Using recipes she refined after working with architectural ceramicists Peter King and Stan Bitters, mixing her own clay creates for Morrison a soul-satisfying connection to the earth. “This material is all about reality,” she notes. After sketching out ideas, the artist rolls out slabs, cuts them into strips and begins manipulating and building her pieces, “much like a carpenter” she says. Each collection varies, with creations ranging from sculptures to vessels to wall art. But her use of texture, movement and clean lines remains a constant. Her “Mountain” vessels, for example, are beaten with wood planks before she applies a liquefied type of clay called “slip” for a dripped effect.
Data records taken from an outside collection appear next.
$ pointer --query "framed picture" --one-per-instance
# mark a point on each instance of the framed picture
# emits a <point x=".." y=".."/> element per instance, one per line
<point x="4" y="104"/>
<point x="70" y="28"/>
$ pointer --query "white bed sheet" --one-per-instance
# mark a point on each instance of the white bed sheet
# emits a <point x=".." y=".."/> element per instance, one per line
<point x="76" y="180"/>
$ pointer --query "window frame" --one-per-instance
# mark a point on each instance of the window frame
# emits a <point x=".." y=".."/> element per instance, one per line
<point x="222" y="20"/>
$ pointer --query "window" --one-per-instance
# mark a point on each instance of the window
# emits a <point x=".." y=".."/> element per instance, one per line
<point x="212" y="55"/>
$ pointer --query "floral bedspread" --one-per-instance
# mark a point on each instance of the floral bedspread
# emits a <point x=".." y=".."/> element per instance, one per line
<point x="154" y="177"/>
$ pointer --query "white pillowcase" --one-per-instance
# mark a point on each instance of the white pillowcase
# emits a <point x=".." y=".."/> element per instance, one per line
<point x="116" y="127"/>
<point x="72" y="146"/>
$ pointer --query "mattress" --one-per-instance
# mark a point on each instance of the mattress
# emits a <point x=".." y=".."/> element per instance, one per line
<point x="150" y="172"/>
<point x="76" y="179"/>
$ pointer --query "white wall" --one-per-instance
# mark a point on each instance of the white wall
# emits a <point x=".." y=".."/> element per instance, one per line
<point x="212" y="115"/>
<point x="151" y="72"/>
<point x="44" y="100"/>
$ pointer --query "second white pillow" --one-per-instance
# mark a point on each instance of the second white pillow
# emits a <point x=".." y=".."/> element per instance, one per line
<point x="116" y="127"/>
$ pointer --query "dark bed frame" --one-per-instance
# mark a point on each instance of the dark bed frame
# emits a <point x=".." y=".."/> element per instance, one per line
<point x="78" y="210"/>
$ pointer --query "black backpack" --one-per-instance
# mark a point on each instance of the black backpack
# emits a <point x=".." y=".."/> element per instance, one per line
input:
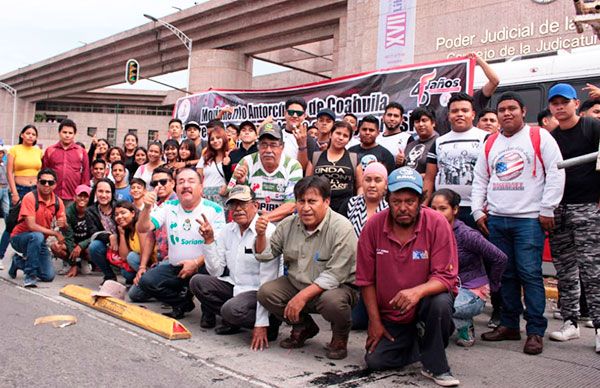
<point x="13" y="215"/>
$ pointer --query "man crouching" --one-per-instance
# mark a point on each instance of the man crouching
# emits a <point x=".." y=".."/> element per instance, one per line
<point x="319" y="249"/>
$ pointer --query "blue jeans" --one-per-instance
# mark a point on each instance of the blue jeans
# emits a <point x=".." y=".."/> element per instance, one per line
<point x="522" y="239"/>
<point x="466" y="306"/>
<point x="38" y="262"/>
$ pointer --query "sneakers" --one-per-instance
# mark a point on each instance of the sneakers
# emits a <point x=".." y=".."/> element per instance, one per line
<point x="443" y="379"/>
<point x="567" y="332"/>
<point x="29" y="281"/>
<point x="466" y="336"/>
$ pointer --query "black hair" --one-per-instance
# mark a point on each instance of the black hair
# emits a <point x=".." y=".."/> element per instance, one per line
<point x="542" y="115"/>
<point x="420" y="112"/>
<point x="237" y="129"/>
<point x="296" y="100"/>
<point x="25" y="128"/>
<point x="588" y="104"/>
<point x="394" y="105"/>
<point x="67" y="123"/>
<point x="96" y="161"/>
<point x="163" y="170"/>
<point x="369" y="119"/>
<point x="317" y="182"/>
<point x="47" y="171"/>
<point x="214" y="123"/>
<point x="342" y="124"/>
<point x="175" y="120"/>
<point x="511" y="96"/>
<point x="485" y="111"/>
<point x="451" y="196"/>
<point x="130" y="229"/>
<point x="139" y="181"/>
<point x="460" y="96"/>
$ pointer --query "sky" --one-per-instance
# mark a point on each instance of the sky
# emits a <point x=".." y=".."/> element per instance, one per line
<point x="34" y="30"/>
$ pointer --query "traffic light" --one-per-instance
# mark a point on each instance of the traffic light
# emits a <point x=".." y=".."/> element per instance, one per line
<point x="132" y="71"/>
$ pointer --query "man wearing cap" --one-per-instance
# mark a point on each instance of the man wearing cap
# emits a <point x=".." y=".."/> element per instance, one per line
<point x="233" y="295"/>
<point x="248" y="146"/>
<point x="325" y="120"/>
<point x="38" y="210"/>
<point x="517" y="186"/>
<point x="393" y="138"/>
<point x="407" y="267"/>
<point x="168" y="282"/>
<point x="270" y="174"/>
<point x="319" y="248"/>
<point x="575" y="239"/>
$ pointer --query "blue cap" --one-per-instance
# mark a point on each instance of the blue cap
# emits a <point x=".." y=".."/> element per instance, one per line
<point x="563" y="90"/>
<point x="405" y="178"/>
<point x="326" y="112"/>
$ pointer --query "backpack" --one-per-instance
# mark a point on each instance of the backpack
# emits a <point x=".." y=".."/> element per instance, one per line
<point x="13" y="215"/>
<point x="534" y="135"/>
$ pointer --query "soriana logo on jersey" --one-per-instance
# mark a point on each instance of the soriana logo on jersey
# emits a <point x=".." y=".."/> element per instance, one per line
<point x="429" y="84"/>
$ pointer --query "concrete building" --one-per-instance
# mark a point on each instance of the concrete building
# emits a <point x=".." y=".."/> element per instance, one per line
<point x="316" y="39"/>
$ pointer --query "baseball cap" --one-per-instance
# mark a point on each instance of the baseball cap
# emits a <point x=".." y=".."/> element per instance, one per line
<point x="240" y="193"/>
<point x="326" y="112"/>
<point x="192" y="124"/>
<point x="405" y="178"/>
<point x="563" y="90"/>
<point x="270" y="129"/>
<point x="112" y="289"/>
<point x="83" y="189"/>
<point x="250" y="123"/>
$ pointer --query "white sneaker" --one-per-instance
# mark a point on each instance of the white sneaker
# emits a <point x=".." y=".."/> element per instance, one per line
<point x="567" y="331"/>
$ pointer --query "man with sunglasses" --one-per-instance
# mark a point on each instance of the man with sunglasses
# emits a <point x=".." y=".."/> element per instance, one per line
<point x="297" y="144"/>
<point x="38" y="211"/>
<point x="162" y="184"/>
<point x="233" y="295"/>
<point x="270" y="174"/>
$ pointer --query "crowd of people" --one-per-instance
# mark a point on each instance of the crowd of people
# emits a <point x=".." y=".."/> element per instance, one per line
<point x="406" y="234"/>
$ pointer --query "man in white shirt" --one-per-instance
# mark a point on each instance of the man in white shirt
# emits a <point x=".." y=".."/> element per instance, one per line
<point x="393" y="139"/>
<point x="232" y="295"/>
<point x="517" y="176"/>
<point x="168" y="282"/>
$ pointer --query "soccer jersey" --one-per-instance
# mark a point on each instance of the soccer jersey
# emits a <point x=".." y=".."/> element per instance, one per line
<point x="185" y="242"/>
<point x="271" y="188"/>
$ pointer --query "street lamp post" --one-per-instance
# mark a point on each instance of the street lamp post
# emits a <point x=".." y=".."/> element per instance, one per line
<point x="187" y="42"/>
<point x="13" y="92"/>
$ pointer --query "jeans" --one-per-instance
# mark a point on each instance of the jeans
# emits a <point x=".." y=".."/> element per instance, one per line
<point x="466" y="306"/>
<point x="38" y="262"/>
<point x="522" y="239"/>
<point x="21" y="190"/>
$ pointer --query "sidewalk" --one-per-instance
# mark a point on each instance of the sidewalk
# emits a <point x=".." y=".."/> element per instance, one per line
<point x="486" y="364"/>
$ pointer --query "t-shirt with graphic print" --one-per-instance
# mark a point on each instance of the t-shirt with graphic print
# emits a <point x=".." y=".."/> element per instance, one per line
<point x="455" y="154"/>
<point x="185" y="242"/>
<point x="272" y="189"/>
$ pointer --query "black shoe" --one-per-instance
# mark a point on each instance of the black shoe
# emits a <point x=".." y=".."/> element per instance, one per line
<point x="179" y="311"/>
<point x="208" y="320"/>
<point x="226" y="329"/>
<point x="273" y="329"/>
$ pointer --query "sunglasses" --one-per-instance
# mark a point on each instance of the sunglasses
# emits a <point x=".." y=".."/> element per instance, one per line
<point x="293" y="112"/>
<point x="162" y="182"/>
Her “White and Gold” pieces are also brushed with slip before she adds a glaze that she swirls with her fingers. “I only use glaze to enhance gestural expression,” she explains. “Otherwise, I feel like it smothers and suffocates the material and distracts from the forms I spend so much time creating.”

Deeply attuned to nature, Morrison lets the changing seasons, from temperature to daylight, influence her practice. “Living life is part of the creative process,” she comments. That flexibility has given space to new ventures, such as “The Midnight Garden,” a series using black clay. Exclusive works will be featured this winter at Vessels + Sticks, an online contemporary ceramics gallery. The artist will also see a brand-new lighting collection of hers debut in the spring of 2023. “It satisfies my practical side,” she quips. But what Morrison wants most is for her creations, which she’s dubbed “modern-day relics,” to spark contemplation. “I want my ‘clay children’ to inspire, but also to help people get back in touch with that primal aspect of themselves that they may have forgotten,” she reflects.